CVE-2021-20163

Vulnerability

Trendnet AC2600 TEW-827DRU router firmware version 2.08B01 exposes FTP user credentials in plaintext on the ftpserver.asp page. This information disclosure occurs because the web management interface returns the FTP user list, including plaintext usernames and passwords, when the page is requested. No authentication or special privileges are required to access this page [1].

Exploitation

An unauthenticated attacker with network access to the router's management interface can browse to the ftpserver.asp page. Alternatively, the attacker can use an authentication bypass (CVE-2021-20150) by sending a crafted POST request to /apply_sec.cgi with action=setup_wizard_cancel and a redirect to client_status.asp, which then allows access to ftpserver.asp and reveals the FTP credentials in the response text [1].

Impact

Successful exploitation allows an attacker to obtain the plaintext credentials for all configured FTP users on the device.

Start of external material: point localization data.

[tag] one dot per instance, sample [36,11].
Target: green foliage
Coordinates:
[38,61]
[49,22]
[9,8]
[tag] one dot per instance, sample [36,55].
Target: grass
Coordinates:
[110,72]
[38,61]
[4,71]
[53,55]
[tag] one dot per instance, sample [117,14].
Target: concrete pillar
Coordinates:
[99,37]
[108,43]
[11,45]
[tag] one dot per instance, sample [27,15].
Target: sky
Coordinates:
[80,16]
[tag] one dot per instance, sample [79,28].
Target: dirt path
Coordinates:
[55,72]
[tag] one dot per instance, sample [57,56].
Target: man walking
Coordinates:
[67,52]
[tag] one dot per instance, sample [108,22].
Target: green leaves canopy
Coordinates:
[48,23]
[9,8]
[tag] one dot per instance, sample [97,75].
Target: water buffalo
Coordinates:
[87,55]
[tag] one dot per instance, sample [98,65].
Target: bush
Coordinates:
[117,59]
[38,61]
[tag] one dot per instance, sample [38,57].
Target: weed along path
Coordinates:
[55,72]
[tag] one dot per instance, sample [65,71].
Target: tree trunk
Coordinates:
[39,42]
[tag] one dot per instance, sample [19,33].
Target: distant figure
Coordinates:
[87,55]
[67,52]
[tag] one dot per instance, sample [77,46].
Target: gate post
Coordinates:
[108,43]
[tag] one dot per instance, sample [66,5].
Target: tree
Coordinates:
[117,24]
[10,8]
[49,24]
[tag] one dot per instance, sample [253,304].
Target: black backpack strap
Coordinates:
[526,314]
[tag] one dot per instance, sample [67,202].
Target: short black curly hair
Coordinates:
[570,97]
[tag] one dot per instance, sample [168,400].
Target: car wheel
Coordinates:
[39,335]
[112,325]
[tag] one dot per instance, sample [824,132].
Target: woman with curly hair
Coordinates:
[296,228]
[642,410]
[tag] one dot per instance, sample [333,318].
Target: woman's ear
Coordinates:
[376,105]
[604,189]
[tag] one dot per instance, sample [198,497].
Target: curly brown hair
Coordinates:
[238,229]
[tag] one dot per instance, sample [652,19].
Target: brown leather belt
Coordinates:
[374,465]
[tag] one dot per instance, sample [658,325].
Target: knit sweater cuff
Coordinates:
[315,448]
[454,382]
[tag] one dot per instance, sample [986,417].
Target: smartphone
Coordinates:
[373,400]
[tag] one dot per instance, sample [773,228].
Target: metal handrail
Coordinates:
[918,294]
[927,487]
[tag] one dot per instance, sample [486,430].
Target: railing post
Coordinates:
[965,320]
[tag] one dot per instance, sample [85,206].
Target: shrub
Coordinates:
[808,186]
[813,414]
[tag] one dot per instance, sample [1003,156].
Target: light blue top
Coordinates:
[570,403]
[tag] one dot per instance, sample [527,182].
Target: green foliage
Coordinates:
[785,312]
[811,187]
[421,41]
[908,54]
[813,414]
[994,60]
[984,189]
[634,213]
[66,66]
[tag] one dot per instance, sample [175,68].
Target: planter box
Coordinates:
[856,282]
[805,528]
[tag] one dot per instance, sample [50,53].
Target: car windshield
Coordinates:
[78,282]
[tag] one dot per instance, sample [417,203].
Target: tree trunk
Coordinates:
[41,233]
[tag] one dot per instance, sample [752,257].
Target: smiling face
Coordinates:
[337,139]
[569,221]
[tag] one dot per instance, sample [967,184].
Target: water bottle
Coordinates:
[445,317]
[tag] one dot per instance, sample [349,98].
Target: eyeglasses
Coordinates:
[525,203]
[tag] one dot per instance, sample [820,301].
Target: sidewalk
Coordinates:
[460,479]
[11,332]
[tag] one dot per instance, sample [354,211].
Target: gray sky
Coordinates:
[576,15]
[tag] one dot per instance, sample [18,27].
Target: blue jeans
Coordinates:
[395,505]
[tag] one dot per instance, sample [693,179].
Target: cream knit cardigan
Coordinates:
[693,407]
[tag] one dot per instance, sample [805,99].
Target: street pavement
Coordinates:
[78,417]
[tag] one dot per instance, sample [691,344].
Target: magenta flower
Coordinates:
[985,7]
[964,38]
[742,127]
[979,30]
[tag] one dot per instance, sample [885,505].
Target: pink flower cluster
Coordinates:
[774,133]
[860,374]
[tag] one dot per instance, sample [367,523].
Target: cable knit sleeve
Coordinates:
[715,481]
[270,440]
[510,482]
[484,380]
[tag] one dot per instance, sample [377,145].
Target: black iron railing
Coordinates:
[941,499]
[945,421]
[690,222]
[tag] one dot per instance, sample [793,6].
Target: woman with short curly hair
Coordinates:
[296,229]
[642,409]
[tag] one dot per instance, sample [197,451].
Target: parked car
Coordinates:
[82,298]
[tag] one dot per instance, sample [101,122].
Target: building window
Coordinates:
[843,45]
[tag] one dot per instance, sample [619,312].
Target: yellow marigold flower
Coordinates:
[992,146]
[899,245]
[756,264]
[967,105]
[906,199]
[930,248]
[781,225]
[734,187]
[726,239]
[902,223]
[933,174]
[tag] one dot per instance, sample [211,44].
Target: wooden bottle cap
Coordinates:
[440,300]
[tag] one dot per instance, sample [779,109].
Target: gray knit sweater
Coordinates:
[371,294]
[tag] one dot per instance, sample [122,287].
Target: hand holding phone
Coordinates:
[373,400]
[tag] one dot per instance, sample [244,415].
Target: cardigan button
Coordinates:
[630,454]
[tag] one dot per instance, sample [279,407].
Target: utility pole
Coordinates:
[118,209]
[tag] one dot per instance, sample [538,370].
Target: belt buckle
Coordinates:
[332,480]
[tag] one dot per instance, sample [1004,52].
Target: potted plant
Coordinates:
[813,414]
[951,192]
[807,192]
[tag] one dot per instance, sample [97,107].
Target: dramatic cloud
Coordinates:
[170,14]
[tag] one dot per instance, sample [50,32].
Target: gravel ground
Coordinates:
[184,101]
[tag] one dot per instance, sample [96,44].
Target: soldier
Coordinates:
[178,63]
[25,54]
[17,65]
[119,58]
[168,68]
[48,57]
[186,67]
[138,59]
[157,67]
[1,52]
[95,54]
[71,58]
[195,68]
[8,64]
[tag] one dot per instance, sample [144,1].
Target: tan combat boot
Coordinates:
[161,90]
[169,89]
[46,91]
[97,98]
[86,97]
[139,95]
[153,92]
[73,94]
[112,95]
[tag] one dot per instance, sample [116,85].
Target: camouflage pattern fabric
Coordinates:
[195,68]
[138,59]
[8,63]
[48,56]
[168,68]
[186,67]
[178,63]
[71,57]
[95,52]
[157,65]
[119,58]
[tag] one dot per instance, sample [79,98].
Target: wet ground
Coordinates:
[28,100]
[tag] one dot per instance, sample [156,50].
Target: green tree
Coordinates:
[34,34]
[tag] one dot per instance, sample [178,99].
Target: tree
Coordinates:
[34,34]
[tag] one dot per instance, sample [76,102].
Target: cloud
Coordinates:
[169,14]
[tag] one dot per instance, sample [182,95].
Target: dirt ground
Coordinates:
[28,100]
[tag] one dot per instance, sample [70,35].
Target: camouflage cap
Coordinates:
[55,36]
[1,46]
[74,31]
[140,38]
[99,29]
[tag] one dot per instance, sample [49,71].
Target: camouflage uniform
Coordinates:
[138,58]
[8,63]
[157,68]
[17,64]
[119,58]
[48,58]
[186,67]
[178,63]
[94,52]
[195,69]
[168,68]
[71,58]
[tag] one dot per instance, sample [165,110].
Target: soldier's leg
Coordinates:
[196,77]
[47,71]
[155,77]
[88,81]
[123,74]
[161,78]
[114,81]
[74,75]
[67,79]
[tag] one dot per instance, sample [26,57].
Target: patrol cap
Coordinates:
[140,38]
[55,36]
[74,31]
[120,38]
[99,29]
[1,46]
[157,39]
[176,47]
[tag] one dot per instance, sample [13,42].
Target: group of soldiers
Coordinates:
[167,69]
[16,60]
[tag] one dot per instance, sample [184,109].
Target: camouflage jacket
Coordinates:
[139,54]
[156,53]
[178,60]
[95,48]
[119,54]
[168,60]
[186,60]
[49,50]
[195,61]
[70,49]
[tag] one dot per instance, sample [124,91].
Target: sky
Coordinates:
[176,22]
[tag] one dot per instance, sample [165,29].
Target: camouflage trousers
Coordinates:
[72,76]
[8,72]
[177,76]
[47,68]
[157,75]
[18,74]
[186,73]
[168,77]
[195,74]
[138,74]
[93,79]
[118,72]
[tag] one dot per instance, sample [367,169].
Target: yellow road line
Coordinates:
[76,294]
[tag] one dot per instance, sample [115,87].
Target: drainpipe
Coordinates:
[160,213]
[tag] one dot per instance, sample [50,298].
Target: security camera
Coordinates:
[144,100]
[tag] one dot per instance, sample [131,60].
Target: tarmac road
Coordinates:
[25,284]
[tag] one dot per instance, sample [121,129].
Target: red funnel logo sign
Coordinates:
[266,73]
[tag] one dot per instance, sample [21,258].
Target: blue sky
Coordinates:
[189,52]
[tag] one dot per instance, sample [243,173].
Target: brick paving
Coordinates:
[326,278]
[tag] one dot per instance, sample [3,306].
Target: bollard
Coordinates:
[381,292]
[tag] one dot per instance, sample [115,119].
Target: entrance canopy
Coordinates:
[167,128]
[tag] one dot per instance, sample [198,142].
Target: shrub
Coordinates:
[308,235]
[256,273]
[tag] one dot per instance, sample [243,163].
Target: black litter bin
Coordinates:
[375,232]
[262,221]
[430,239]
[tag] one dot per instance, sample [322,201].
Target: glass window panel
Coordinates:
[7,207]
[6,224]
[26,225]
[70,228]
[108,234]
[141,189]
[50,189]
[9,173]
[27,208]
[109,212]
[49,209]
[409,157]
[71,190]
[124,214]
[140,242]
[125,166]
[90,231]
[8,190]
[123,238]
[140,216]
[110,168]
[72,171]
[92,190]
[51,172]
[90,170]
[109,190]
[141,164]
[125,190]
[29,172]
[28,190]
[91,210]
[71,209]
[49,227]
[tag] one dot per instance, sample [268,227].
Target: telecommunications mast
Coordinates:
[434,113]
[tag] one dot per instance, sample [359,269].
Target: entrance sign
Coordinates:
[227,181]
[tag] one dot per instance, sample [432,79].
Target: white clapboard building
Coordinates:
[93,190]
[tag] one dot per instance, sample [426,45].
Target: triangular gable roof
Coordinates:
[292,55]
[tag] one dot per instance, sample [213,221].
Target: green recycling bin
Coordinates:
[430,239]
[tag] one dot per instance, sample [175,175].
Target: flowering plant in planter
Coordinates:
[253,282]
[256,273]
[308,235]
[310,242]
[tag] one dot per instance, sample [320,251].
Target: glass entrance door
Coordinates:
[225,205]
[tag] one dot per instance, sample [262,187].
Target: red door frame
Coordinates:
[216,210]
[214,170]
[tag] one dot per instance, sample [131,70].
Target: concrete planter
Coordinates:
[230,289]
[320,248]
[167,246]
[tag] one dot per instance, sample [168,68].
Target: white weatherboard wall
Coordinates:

With these credentials, the attacker can log into the FTP service, potentially gaining access to files stored on the router's attached storage or using the FTP service as a pivot point for further network compromise. The confidentiality of stored data is compromised [1].

Mitigation

Trendnet has not released a patched firmware version as of the publication date (2021-12-30). Users should restrict access to the router's management interface to trusted local networks only, disable the FTP service if not required, and monitor for official firmware updates from Trendnet [1].